Fluid management guided by oesophageal Doppler monitor has been reported to improve perioperative outcome. Stroke volume variation (SVV) is considered a reliable clinical predictor of fluid responsiveness. Consequently, the aim of the present trial was to evaluate the accuracy of SVV determined by arterial pulse contour (APCO) analysis, using the FloTrac/Vigileo system, to predict fluid responsiveness as measured by the oesophageal Doppler.

METHODS

Patients undergoing major abdominal surgery received intraoperative fluid management guided by oesophageal Doppler monitoring. Fluid boluses of 250 ml each were administered in case of a decrease in corrected flow time (FTc) to <350 ms.
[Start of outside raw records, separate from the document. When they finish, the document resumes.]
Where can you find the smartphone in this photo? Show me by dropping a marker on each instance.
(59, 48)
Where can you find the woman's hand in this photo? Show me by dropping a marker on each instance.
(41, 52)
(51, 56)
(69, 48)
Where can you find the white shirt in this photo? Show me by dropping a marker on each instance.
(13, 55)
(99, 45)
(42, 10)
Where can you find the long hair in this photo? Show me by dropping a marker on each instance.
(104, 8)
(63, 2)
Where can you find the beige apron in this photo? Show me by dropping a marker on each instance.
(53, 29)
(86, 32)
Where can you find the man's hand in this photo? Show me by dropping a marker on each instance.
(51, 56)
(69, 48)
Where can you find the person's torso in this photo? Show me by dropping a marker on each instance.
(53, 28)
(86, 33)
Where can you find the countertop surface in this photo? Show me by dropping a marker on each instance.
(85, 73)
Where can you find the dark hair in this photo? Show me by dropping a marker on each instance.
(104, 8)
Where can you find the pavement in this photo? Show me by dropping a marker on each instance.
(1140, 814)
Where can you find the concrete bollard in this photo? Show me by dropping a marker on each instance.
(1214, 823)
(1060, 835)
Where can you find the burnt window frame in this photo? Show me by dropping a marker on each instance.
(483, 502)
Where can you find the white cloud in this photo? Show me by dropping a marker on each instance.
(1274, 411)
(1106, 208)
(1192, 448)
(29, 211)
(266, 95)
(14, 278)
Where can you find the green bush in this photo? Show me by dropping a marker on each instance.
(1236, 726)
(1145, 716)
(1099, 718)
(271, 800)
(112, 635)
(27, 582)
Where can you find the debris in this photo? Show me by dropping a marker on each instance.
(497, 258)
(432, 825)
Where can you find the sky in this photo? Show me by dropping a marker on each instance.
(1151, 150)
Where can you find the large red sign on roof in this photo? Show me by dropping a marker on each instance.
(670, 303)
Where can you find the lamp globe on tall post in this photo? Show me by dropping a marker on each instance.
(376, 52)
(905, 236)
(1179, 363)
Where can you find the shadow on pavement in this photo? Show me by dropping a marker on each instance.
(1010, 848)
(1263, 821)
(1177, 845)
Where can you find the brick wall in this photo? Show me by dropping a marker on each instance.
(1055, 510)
Patients were connected to a monitoring device, obtaining SVV by APCO. Haemodynamic variables were recorded before and after fluid bolus application. Fluid responsiveness was defined as an increase in stroke volume index >10%. The ability of SVV to predict fluid responsiveness was assessed by calculation of the area under the receiver operating characteristic (ROC) curve.

RESULTS

Twenty patients received 67 fluid boluses. Fifty-two of the 67 fluid boluses administered resulted in fluid responsiveness. SVV achieved an area under the ROC curve of 0.512 [confidence interval (CI) 0.32-0.70]. A cut-off point for fluid responsiveness was found for SVV > or =8.5% (sensitivity: 77%; specificity: 43%; positive predictive value: 84%; and negative predictive value: 33%).

CONCLUSIONS

This prospective, interventional observer-blinded study demonstrates that SVV obtained by APCO, using the FloTrac/Vigileo system, is not a reliable predictor of fluid responsiveness in the setting of major abdominal surgery.

摘要

背景

据报道,食管多普勒监测引导下的液体管理可改善围手术期结局。每搏量变异(SVV)被认为是液体反应性的可靠临床预测指标。因此,本试验的目的是评估使用FloTrac/Vigileo系统通过动脉脉搏轮廓(APCO)分析测定的SVV预测食管多普勒测量的液体反应性的准确性。

方法

接受大型腹部手术的患者在食管多普勒监测引导下进行术中液体管理。在校正血流时间(FTc)降至<350毫秒时,给予250毫升的液体推注。患者连接到监测设备,通过APCO获得SVV。在给予液体推注前后记录血流动力学变量。液体反应性定义为每搏量指数增加>10%。通过计算受试者工作特征(ROC)曲线下面积评估SVV预测液体反应性的能力。

结果

20例患者接受了67次液体推注。67次给予的液体推注中有52次导致了液体反应性。SVV的ROC曲线下面积为0.512[置信区间(CI)0.32 - 0.70]。发现当SVV>或=8.5%时为液体反应性的截断点(敏感性:77%;特异性:43%;阳性预测值:84%;阴性预测值:33%)。

结论

这项前瞻性、介入性、观察者盲法研究表明,在大型腹部手术中,使用FloTrac/Vigileo系统通过APCO获得的SVV不是液体反应性的可靠预测指标。